This notebook shows how to run TbD-net through test data on the CLEVR dataset.

In [None]:
import torch

from pathlib import Path
import numpy as np
import h5py

from tbd.module_net import load_tbd_net
from utils.clevr import load_vocab
from utils.generate_programs import load_program_generator, generate_programs

Load the trained model we want to produce test answers for

In [None]:
vocab_path = Path('data/vocab.json')
model_path = Path('models/clevr-reg-hres.pt')
tbd_net = load_tbd_net(model_path, load_vocab(vocab_path))

To evaluate, we first need to generate programs from the questions

In [None]:
program_generator = load_program_generator(Path('models/program_generator.pt'))
generate_programs(Path('data/test/test_questions.h5'), program_generator, 
                  dest_dir=Path('data/test/'), batch_size=128)

Load the test features that we've extracted and the the questions, image indices, and programs we just generated.

In [None]:
use_np_features = True
if use_np_features:
    features = np.load(str(Path('data/test/test_features.npy')), mmap_mode='r')
else:
    features = h5py.File(Path('data/test/test_features.h5'))['features']

question_np = np.load(Path('data/test/test_questions.npy'))
image_idx_np = np.load(Path('data/test/test_image_idxs.npy'))
programs_np = np.load(Path('data/test/test_programs.npy'))

Create a mapping from our model output to answers

In [None]:
answers = ['blue', 'brown', 'cyan', 'gray', 'green', 'purple', 'red', 'yellow',
           'cube', 'cylinder', 'sphere',
           'large', 'small',
           'metal', 'rubber',
           'no', 'yes',
           '0', '1', '10', '2', '3', '4', '5', '6', '7', '8', '9']

pred_idx_to_token = dict(zip(range(len(answers)), answers))

Convenience function for writing predictions to a file

In [None]:
f = open('predicted_answers.txt', 'w')
def write_preds(preds):
    for pred in preds:
        f.write(pred)
        f.write('\n')

Create a handle to the device we want to use

In [None]:
device = 'cuda' if torch.cuda.is_available() else 'cpu'

Run through all of the questions, produce a prediction, and write that predicted answer to the text file we opened above

In [None]:
batch_size = 128
for batch in range(0, len(programs_np), batch_size):
    image_idx = image_idx_np[batch:batch+batch_size]
    programs = torch.LongTensor(programs_np[batch:batch+batch_size]).to(device)
    
    if use_np_features:
        feats = torch.FloatTensor(np.asarray(features[image_idx])).to(device)
    else:
        # Using HDF5 files requires some overhead due to constraints on how those may
        # be accessed.
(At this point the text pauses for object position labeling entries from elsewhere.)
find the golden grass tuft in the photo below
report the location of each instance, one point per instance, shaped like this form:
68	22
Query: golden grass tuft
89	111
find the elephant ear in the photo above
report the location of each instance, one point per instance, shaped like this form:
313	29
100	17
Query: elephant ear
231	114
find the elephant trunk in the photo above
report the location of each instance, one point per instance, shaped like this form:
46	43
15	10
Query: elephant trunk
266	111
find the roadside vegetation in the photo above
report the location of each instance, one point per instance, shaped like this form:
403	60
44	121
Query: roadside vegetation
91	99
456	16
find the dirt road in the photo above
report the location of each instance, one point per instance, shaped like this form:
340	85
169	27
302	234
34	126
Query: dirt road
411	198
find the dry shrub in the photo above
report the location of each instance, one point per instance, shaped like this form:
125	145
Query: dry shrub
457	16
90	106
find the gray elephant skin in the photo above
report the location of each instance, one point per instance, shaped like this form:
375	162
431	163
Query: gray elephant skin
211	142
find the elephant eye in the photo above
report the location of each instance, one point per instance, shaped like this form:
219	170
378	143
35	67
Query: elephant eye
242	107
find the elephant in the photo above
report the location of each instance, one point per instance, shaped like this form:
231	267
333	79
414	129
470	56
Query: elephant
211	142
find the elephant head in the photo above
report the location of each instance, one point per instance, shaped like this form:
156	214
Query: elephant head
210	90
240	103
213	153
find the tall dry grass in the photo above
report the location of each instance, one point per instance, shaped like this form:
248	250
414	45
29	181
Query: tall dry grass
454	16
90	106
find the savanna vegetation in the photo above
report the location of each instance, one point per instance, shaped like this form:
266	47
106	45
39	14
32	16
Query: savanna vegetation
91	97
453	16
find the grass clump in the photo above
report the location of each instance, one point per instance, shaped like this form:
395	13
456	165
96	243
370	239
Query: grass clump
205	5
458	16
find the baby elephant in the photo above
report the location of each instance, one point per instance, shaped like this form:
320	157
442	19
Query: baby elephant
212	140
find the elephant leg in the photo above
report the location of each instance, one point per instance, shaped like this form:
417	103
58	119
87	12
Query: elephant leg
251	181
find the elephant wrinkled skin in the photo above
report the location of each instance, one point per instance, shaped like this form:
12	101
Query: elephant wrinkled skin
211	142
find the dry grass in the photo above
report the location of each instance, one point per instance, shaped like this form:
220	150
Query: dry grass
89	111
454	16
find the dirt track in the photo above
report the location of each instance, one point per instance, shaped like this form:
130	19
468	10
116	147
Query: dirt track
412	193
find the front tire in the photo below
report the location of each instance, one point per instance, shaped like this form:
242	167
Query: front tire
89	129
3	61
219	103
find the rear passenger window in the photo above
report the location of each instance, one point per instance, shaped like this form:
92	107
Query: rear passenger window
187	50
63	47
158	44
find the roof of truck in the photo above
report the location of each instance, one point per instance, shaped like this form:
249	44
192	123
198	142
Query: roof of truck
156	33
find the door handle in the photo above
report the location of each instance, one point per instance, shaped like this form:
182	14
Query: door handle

We cannot index into the file using a numpy array. We also cannot 
        # access the same element multiple times (e.g. we cannot index into an h5py.File 
        # with [1,1,1]) because we are constrained to increasing sequences
        feats = []
        for idx in image_idx:
            feats.append(np.asarray(features[idx]))
        feats = torch.FloatTensor(np.asarray(feats)).to(device)

    outputs = tbd_net(feats, programs)
    _, preds = outputs.max(1)
    preds = [pred_idx_to_token[pred] for pred in preds.detach().to('cpu').numpy()]
    write_preds(preds)
f.close()